THE FINANCE MINISTER has said the coverage of the taped conversations involving senior figures at Anglo Irish Bank is something Ireland “could have done without”.
Michael Noonan said the international coverage of the recordings, which are being published by the Irish Independent this week, could damage Ireland’s standing in the opinion of the countries which are funding Ireland’s bailout.
“I’ve no doubt at all it would influence public opinion in the countries that provide us with the funds that are needed for our bailout programme,” Noonan told reporters outside a meeting of EU finance ministers in Brussels.
“We have put a lot of energy into restoring Ireland’s reputation – I hope it’s a passing phase and it doesn’t do permanent damage,” he said.
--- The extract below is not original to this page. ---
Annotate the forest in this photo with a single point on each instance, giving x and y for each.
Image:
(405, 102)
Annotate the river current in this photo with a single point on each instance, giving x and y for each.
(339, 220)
“But we could have done without it.”
The minister said he would be speaking with the German finance minister Wolfgang Schauble over the course of this evening’s summit – which aims to wrap up a common set of rules on who foots the bill for saving a struggling bank – but did not say if he would broach the topic of the tapes.
Noonan also explained the delay in bringing criminal charges against some figures in Anglo because of the sheer size of the case against them:
There are tea chests – hundreds of tea chests – full of documents, and then there are tapes as well.
So it’s very difficult to put the book of evidence together.
Noonan also explained that the tapes would have originated from the mandatory recording of conversations involving treasuries in banks, which he said was understandable.
John Bowe, the sole figure who has appeared in all of the recordings made available to date, was the director of treasury at Anglo.